Le vent frais fouetta le visage du grand gaillard, apportant avec lui cette délicieuse odeur iodée que Koriah adorait tant. Il connaissait bien le lieu, cependant il fût tout de même surpris en apercevant un petit attroupement. Sa curiosité piquée à vif, le colosse joua des coudes pour se frayer un chemin et tomba en face d'une affiche qui lui fit plisser les yeux. Tapotant l'épaule de son voisin il lui demanda :

« Salut l'ami, dis-moi tu sais ce que ça raconte cette annonce ? »

« T'es tombé sur la mauvaise personne j'sais pas lire non plus. Si j'ai bien compris ils recherchent quelques gars pour prendre la mer pas loin de Saman et régler une histoire de monstres marins. »

Koriah ouvrit grand les yeux.

« De montres marins ? »

« Tout juste, des trucs qui arrivent à te chopper du pont pour t'amener sous les eaux.

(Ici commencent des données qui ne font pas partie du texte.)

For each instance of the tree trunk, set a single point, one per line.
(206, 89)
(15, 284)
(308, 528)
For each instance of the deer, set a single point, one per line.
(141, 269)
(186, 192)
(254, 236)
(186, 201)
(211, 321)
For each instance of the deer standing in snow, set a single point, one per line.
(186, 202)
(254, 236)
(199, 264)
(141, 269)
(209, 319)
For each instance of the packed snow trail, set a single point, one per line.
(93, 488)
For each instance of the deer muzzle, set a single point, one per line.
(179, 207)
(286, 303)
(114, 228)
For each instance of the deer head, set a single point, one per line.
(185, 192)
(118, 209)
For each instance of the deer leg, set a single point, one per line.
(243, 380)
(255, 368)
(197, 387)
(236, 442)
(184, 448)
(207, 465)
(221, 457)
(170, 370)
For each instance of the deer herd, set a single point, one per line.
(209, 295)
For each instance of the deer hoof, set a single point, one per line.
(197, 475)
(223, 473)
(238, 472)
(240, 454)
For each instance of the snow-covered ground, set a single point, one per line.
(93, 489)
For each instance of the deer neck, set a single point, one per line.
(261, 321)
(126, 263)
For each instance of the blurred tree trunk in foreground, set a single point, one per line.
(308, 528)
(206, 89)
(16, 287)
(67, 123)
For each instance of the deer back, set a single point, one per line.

Bref, ça fait pas mal parler mais y en pas beaucoup qui osent y aller. »

« Bah moi qui cherchais quoi faire... Ca tombe à pique. »

« Comment ça tu savais pas quoi faire ? Où pars-tu comme ça à la base avec ton balluchon ?»

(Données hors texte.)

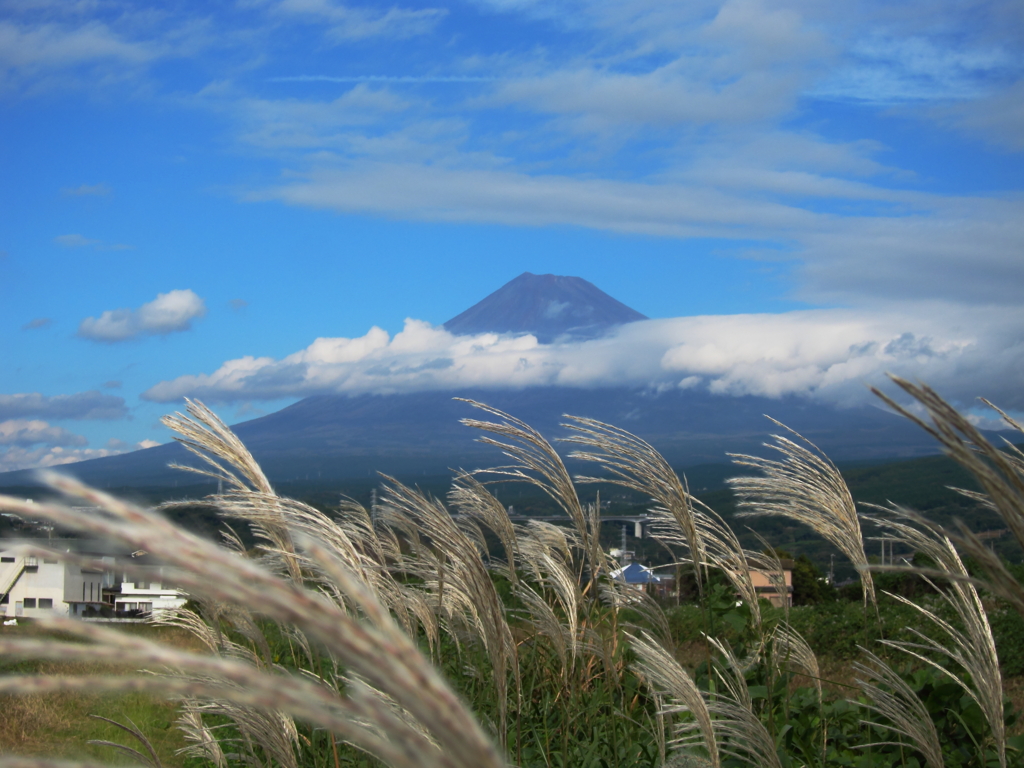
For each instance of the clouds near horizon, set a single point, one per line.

« J'quitte la ville, je venais prendre un bateau. »

« Ah.... Tiens donc, on se sent d'humeur voyageuse ! Et où as-tu prévu de partir comme ça avec ces quelques maigres affaires ? »

« J'sais pas. »

« Comment ça tu sais pas ? »

« Non j'sais pas. J''sais juste que je veux partir dans un endroit que je connais pas. J'comptais embarquer dans le premier rafiot venu et voir ensuite où cela mènerait. »

Son interlocuteur loucha alors et le regarda comme si le grand gaillard était fou. Il reprit la parole quelques courtes secondes plus tard en se grattant la joue.

« Bigre toi t'es couillu, ou juste fou. M'enfin, si tu veux en savoir plus demande à ce gars là bas, c'est lui qui a placardé cette affiche. »

Koriah tourna alors la tête vers la direction indiqué et posa les yeux sur un vieux marin occupé à clouer une autre de ces affiches. Le colosse salua alors son voisin d'un signe de tête :

« Merci l'ami, si tu veux viens avec moi je négocierai une place pour nous deux. »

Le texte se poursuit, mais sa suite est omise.